Eskiden İstanbul’da Eminönü-Karaköy arasında yolcu taşıyan kayıkçılar, müşteri beklerken kendi aralarında kavgaya tutuşurmuş.
Durup dururken çıkan kavgada sesler yükselir, kürekler havaya kalkar, sağa sola savrulurmuş.
Kavga çıkınca etraflarında toplanan halktan bazılarının kafasına kürekler iner, ama kürekler ne hikmet ise kavga eden kürekçilerin hiçbirinin başına değmezmiş.
Bu düzmece kavgayı izleyenler, yankesicilerin potansiyel hedef kitlesi olurmuş.
Daha sonra Galata Köprüsü yapılınca kayıkçılar kaybolmuş ama düzmece kavgaları karaya taşınmış, kavgayı seyredenleri soymak adet olmuş.
Zaman zaman bazı yerel yöneticilerin birbirleri ile yaptıkları atışmalara tanık oluyoruz.
Yerel seçim yaklaştı.
Gündemde kalmak için düzmece ağız kavgası gerekiyor!
Hiçbir yere varamayan bu kısır çekişmelerle bir yerlere varacaklarını zannedenler boşuna birbirlerine kürek sallıyorlar.

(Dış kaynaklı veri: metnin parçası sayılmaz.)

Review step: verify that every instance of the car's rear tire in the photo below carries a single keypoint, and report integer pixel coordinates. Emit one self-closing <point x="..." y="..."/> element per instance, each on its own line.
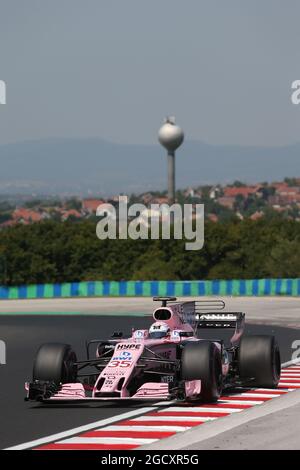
<point x="259" y="360"/>
<point x="201" y="360"/>
<point x="54" y="362"/>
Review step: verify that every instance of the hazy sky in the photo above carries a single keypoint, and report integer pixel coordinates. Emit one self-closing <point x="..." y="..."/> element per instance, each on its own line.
<point x="115" y="68"/>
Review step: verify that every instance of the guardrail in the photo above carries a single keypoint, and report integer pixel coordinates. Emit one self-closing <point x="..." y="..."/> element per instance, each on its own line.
<point x="151" y="288"/>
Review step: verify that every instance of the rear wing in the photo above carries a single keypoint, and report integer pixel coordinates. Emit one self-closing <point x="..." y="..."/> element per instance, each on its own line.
<point x="207" y="314"/>
<point x="220" y="320"/>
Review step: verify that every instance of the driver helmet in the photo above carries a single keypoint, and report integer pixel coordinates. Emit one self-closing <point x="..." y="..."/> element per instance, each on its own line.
<point x="159" y="330"/>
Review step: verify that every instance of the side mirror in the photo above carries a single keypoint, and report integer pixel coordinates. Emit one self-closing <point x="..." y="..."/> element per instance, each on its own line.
<point x="117" y="334"/>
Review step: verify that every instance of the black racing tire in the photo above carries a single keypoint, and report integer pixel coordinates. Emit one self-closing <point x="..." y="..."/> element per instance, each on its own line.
<point x="259" y="359"/>
<point x="54" y="362"/>
<point x="201" y="360"/>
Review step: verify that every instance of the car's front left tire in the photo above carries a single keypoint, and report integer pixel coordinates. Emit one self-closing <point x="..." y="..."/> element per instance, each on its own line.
<point x="201" y="360"/>
<point x="55" y="362"/>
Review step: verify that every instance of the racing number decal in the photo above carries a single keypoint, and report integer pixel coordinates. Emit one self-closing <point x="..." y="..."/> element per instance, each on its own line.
<point x="122" y="363"/>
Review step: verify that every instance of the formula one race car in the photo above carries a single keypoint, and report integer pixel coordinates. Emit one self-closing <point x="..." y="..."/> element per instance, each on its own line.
<point x="169" y="361"/>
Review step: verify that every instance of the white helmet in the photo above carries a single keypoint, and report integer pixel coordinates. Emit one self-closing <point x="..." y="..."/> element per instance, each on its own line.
<point x="159" y="330"/>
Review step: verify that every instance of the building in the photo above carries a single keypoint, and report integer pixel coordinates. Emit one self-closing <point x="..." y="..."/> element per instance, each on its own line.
<point x="89" y="206"/>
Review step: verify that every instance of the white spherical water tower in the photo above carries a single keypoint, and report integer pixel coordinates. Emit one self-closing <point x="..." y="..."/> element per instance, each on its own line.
<point x="171" y="137"/>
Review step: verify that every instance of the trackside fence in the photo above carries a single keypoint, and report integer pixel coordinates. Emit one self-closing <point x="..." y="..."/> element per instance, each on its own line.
<point x="248" y="287"/>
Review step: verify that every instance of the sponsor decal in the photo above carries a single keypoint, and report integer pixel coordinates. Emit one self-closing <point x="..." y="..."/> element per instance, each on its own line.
<point x="123" y="355"/>
<point x="139" y="334"/>
<point x="128" y="346"/>
<point x="167" y="379"/>
<point x="217" y="317"/>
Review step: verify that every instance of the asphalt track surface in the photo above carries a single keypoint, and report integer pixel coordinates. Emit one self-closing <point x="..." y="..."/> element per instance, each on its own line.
<point x="22" y="421"/>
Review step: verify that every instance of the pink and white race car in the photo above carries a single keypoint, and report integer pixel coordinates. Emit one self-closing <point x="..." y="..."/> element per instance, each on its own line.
<point x="165" y="362"/>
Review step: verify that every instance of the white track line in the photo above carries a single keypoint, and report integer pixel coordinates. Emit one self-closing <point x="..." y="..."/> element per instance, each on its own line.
<point x="243" y="402"/>
<point x="106" y="440"/>
<point x="198" y="409"/>
<point x="80" y="429"/>
<point x="148" y="429"/>
<point x="173" y="418"/>
<point x="100" y="424"/>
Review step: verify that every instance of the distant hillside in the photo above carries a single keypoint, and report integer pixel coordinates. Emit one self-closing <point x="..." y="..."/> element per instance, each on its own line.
<point x="80" y="165"/>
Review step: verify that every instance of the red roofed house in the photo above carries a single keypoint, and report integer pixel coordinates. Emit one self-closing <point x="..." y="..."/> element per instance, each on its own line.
<point x="70" y="213"/>
<point x="27" y="216"/>
<point x="226" y="201"/>
<point x="90" y="205"/>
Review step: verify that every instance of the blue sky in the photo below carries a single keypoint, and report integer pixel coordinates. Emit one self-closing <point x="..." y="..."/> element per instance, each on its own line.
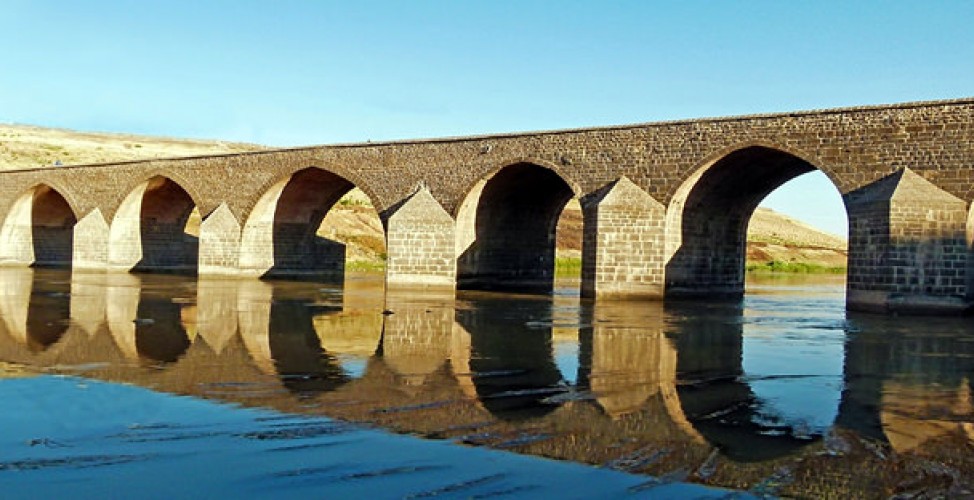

Suyu ısınanlara millet artık inanmıyor.
AZ GİTTİ UZ GİTTİ
Bir masal tekerlemesindeki gibi;
Bir eli sıkmak için
Az gitti, uz gitti
Dere tepe düz gitti
Çayır çimen geçti
Lale sümbül biçti
Soğuk sular içti
Bu gidiş aylar sürdü
Döndü arkasına baktı
Bir arpa boyu yol gittiğini gördü!
Şu anlaşıldı;
Yollar yürümekle aşınmıyor ama;
Her yol bir yere götürmüyor!
Bir arpa boyu yol gitmemiş oluyor.
Bundan şu anlaşılıyor.
Her yürüyen yol almış olmuyor.
Yerinde sayıyor.
Demek ki her yol bir yere çıkmıyor!
Gitmek isteyenin karşısına ‘gidilmez’ tabelası çıkıyor.
Ne yapmak lazım!
Bundan ders çıkarmalı.
Sıktığını sandığı elin kendisine faydası olmadığını anlamalı.
İşte ders almayanlar yine yola çıktı.
Sıkacağı yeni el için tekrar yola koyuldu.